Nella proposta di legge di Forza Italia si parla dell’introduzione di una disciplina “ponte” per «affrontare la situazione contingente e, contestualmente, la definizione di disposizioni per affrontare in maniera definitiva la vicenda dell’ex Clinica Luccioni di Potenza».
«Un’iniziativa – ha spiegato Napoli – a riprova del ruolo che svolgiamo come minoranza che responsabilmente presenta proposte perché la Giunta superi ritardi, disattenzioni, inadempienze. Nello specifico la pdl, Napoli ha anche evidenziato la necessità «di un piano industriale da parte della struttura sanitaria, con un cronoprogramma e obiettivi precisi anche per dire basta al regime continuo di proroghe, garantendo allo stesso tempo i regimi occupazionali».
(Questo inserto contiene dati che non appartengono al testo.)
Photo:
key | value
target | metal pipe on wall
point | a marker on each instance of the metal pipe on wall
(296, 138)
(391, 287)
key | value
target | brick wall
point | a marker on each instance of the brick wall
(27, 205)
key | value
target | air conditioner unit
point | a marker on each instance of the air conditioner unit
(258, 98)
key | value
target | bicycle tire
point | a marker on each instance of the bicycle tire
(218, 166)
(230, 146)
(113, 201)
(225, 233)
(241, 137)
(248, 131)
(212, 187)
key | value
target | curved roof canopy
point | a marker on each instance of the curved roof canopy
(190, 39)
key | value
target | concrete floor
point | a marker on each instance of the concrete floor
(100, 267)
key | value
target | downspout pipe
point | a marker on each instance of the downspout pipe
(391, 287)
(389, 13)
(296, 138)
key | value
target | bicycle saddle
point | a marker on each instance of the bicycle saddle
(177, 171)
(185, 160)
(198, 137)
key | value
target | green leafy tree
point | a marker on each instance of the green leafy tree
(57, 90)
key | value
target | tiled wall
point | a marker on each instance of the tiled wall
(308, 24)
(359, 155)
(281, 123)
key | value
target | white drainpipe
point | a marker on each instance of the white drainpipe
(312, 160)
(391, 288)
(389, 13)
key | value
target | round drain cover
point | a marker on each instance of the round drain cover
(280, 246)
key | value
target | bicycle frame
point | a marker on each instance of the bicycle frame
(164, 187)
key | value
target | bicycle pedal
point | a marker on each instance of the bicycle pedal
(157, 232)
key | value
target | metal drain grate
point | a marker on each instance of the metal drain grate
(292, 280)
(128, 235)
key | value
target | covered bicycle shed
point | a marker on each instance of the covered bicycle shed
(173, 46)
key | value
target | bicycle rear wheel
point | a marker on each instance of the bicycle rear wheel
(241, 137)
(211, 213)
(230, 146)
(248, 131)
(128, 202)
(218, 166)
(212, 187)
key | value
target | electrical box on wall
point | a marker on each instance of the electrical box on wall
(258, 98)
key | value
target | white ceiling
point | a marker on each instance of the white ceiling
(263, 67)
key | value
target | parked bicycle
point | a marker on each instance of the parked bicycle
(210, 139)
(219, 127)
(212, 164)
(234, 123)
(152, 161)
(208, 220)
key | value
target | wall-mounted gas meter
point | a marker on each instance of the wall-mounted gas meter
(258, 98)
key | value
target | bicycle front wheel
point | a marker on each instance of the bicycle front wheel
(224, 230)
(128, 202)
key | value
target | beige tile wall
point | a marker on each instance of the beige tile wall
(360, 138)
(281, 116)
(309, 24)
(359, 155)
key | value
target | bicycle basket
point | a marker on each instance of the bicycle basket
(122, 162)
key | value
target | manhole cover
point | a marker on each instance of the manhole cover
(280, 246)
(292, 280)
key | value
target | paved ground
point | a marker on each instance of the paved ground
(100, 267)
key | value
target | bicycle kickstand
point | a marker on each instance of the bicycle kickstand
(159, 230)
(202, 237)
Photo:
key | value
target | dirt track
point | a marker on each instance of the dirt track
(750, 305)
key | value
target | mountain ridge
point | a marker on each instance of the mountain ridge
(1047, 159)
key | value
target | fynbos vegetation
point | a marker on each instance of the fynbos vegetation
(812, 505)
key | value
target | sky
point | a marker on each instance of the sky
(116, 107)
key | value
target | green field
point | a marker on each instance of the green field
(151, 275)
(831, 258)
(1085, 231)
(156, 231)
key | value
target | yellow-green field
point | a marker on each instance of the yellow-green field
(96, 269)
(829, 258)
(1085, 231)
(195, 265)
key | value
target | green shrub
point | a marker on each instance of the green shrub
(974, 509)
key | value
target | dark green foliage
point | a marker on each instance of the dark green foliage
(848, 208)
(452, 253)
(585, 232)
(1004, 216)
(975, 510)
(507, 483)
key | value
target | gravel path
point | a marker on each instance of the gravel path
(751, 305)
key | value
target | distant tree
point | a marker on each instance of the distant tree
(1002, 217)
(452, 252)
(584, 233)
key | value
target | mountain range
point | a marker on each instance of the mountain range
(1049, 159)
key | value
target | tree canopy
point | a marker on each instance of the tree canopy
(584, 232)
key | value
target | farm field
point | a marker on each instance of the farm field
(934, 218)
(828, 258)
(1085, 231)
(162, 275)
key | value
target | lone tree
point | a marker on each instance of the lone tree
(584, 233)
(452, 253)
Per Castelluccio «la vicenda è forse quella più emblematica del fatto che il privato deve sapere che l’interesse primario è per il cittadino tanto più nel caso della sanità. Se qualcuno pensa di replicare in questo campo l’esempio dell’outlet del commercio si sbaglia di grosso perché la salute non è in svendita. La nostra battaglia è rivolta all’affermazione di pari condizioni di trattamento per i titolari di imprese del comparto della sanità privata accreditata che, siamo consapevoli, hanno compiti importanti da svolgere – ha concluso Castelluccio – per sopperire sul territorio alle inefficienze del sistema pubblico in una maggiore sinergia a cominciare dal superamento delle liste di attesa».